= Okinka Pampa =

Queen-priestess of the Bijagos of Orango

Okinka Pampa Kanyimpa, sometimes Kanjimpa (died 1930) was a queen and okinka ("priestess") of the Bijagos of Orango, in the Bissagos Islands of Guinea-Bissau. She lived in Angagumé. She reigned in 1910–1930.

Queen Pampa Kanyimpa, member of the Okinka clan, succeeded her father Bankajapa as ruler of the island. She was entrusted to protect the island's ancestors and be the keeper of its traditions around 1910. This was a time when the government of Portugal was preparing to occupy the Bissagos archipelago as part of its territorial claims in Africa. Portugal saw the islands as an opportunity to expand their trade ports and improve the economy for Portuguese settlers.
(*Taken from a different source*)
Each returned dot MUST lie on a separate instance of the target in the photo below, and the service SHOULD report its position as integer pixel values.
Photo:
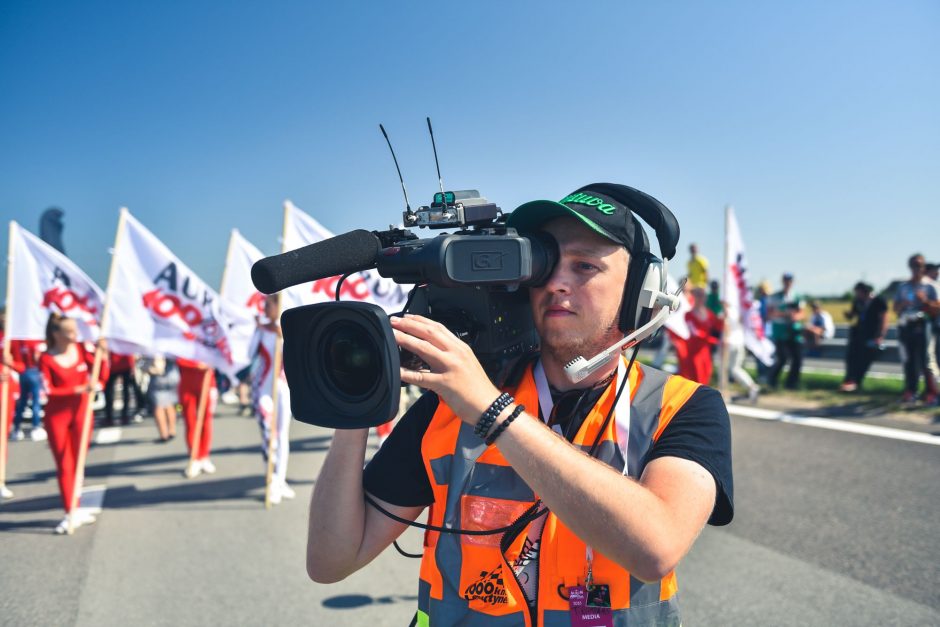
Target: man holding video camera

In an attempt to maintain peace, she resisted their campaigns for some time before ultimately signing a peace treaty with them. At the same time, she implemented societal reforms that expanded the rights of women and ended slavery. Okinka Pampa died in 1930 of natural causes; her legacy is today still celebrated in the islands and on the mainland. She was the last queen of the Bijago people. Okinka Pampa is still worshiped throughout the archipelago, and her tomb may still be visited.